You can escape traffic if you like driving at 6.30am. Though you need to have a client who doesn't mind you being in around 7am and leaving before 5pm. Though you have to time your departure for the gap between school kick out time and normal rush hour.

BrilloPad
14th May 2014, 13:20
Not so bad in parts of Wales. Went to site once years ago in rural Powys and jokingly asked what traffoc was like in rush hour.

They told me avoid certain time because farmer in next village moves his sheep across the road to his other field some days.

No-one speeds in North Wales. The Heddlu make the SS look like amateurs.

SueEllen
14th May 2014, 13:23
No-one speeds in North Wales. The Heddlu make the SS look like amateurs.
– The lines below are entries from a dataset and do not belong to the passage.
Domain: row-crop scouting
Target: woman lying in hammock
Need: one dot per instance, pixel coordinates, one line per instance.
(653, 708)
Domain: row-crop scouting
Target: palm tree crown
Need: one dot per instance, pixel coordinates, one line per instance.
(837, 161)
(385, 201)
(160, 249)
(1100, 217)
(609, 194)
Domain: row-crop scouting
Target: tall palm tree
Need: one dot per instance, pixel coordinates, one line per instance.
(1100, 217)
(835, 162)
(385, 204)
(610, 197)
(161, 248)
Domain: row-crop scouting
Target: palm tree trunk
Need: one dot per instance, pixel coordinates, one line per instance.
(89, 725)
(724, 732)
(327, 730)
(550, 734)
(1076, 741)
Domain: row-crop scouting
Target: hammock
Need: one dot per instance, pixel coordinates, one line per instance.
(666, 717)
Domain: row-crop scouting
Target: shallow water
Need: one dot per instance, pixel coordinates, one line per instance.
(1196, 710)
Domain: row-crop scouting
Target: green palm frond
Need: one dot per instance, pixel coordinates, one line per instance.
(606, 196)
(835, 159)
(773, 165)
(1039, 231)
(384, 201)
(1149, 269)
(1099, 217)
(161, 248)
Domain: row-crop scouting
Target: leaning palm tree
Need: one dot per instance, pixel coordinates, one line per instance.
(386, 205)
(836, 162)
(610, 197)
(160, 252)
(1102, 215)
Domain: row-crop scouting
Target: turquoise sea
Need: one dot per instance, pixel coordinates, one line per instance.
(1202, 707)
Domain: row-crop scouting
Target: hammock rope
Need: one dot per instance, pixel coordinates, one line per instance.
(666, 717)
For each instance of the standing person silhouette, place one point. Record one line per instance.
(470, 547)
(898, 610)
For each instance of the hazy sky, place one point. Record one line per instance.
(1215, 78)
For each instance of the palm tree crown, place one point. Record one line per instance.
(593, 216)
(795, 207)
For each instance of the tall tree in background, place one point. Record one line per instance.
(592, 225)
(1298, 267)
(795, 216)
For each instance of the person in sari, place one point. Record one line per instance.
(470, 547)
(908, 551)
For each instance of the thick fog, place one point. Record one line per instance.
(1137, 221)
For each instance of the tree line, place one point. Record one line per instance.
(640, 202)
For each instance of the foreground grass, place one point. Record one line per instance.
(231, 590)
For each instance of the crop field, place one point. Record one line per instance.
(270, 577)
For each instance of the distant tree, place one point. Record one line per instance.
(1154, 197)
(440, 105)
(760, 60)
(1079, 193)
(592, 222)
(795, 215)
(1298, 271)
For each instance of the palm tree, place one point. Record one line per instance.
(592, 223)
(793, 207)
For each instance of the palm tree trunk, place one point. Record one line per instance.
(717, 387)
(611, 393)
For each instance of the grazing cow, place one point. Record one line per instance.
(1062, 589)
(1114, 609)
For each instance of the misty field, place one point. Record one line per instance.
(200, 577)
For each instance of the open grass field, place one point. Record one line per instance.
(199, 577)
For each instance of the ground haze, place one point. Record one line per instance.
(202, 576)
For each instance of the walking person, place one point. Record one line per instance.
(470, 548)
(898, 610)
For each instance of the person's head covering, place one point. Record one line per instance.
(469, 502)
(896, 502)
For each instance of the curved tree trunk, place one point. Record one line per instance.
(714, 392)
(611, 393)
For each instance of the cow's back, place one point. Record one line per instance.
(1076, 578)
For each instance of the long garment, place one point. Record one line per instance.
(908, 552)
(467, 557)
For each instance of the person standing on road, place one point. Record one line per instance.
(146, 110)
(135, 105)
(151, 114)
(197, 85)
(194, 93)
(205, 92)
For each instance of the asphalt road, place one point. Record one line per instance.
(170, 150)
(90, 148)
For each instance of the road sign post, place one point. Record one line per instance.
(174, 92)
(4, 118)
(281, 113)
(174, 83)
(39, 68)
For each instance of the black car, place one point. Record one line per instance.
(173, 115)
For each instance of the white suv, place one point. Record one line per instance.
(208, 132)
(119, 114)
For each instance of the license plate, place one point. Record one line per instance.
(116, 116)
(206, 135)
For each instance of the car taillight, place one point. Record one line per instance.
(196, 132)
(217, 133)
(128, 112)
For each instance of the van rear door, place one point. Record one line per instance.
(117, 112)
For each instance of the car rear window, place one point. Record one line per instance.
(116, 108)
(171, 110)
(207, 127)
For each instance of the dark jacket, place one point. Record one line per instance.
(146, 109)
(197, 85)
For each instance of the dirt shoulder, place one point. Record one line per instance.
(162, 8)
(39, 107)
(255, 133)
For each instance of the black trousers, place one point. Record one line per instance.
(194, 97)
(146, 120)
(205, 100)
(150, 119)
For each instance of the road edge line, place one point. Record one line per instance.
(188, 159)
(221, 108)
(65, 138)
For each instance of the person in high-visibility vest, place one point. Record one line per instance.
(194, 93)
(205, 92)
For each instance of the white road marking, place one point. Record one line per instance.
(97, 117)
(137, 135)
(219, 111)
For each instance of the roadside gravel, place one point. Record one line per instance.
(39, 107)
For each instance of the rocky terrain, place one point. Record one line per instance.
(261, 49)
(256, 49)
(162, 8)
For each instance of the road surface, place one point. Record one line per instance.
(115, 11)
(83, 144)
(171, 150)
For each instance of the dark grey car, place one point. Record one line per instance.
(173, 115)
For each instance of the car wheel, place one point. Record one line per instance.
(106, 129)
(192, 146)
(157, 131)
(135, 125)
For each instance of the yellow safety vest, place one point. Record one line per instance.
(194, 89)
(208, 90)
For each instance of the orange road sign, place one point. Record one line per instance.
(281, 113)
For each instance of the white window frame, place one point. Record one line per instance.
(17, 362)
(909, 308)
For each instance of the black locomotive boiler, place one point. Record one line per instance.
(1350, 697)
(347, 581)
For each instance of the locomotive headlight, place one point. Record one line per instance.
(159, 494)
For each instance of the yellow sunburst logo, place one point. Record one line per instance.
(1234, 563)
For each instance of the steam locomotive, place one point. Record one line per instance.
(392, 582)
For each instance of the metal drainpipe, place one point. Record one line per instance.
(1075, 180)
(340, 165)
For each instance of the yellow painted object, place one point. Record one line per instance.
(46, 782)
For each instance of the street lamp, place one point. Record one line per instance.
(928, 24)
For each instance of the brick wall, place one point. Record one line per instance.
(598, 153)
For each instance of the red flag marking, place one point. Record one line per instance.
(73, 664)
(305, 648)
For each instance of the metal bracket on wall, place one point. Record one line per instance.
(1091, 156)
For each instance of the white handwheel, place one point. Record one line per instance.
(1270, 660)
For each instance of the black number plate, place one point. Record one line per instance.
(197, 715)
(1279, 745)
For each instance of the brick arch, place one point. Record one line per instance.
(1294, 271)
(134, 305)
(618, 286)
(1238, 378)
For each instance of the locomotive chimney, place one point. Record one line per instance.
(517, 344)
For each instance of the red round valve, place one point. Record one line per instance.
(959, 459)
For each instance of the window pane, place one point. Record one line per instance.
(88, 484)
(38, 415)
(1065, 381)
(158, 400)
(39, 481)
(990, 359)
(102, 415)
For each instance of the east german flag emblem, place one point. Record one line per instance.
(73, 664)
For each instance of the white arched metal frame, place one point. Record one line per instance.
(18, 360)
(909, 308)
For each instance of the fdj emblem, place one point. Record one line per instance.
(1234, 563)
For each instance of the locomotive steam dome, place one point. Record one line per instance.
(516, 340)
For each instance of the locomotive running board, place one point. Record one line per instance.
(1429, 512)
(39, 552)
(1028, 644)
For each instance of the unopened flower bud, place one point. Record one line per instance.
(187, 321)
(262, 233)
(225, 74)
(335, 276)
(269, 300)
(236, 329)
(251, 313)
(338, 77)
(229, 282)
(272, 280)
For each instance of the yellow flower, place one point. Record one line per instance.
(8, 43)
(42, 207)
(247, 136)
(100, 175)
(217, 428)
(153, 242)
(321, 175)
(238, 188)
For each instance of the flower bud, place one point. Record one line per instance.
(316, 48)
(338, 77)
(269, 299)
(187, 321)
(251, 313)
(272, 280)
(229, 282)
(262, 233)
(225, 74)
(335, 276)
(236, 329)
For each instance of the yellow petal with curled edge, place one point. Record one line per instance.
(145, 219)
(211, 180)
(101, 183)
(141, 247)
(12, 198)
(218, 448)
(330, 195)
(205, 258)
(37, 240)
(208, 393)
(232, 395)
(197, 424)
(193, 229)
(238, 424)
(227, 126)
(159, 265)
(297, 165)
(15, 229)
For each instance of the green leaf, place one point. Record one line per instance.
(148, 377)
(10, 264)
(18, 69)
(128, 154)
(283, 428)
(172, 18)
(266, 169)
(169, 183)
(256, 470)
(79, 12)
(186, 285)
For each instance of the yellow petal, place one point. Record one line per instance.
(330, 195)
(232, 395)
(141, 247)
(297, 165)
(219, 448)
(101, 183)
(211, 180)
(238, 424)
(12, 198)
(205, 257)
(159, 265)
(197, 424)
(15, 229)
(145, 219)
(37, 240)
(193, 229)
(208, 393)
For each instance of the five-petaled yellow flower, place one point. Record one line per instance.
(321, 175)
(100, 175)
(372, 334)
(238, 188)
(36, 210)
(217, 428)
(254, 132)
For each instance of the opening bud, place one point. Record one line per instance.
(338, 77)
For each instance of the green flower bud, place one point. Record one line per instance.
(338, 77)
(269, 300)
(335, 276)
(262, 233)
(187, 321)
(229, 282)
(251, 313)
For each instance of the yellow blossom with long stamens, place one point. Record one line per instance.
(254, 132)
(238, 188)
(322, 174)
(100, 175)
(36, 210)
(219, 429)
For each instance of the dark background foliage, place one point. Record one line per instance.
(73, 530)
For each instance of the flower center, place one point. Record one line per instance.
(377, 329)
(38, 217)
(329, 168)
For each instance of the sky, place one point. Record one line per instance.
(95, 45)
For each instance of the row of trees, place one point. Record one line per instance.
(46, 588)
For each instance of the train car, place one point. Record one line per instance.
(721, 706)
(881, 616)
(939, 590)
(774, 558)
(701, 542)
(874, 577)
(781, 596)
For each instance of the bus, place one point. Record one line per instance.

If you speed you may run over sheep, there as in London whether you speed or not some pedestrian walks out in front of you to try and kill themselves.

Platypus
14th May 2014, 13:33
M60 Anti clockwise, M66 and M65: average speed of 70mph often hitting 90mph. This was at the peak of rush hour. Beat that.

As far as incriminating yourself for speeding, I can't :laugh

Gibbon
15th May 2014, 09:10
What's that?

The short cut from M66 to M65, B6232.

BrilloPad
15th May 2014, 09:17
If you speed you may run over sheep, there as in London whether you speed or not some pedestrian walks out in front of you to try and kill themselves.

+1000

I always feel the biggest problem with cycling in London is not car drivers. Its the pedestrians.

lilelvis2000
15th May 2014, 21:34
This is partly a result of privatising the railways IMO. The private companies shut or cut back frequency on many routes in the midlands so it's all but impossible to commute by train from outlying areas.

It was exactly this situation (commuting in the midlands) that finally prompted me to learn to drive. I couldn't have taken the job otherwise.

We need an integrated & well thought out transport policy, not just more spending on roads. Instead we get what I suspect is a purely ideological decision



how is that going to help? They are going to need a new agency to oversee the public corporation anyway, so either it's just going to cost more overall or they plan on giving the corporation less money to spend on actually making it work. Stupid ****ers.


Its all about helping their cronies out...have you not figured out what politics is about these days. As if they care if it costs more - they'll just invent a new tax and a credit where you'll be worse off by several £ a week.

Yeah, how the hell has society gone downhill so fast.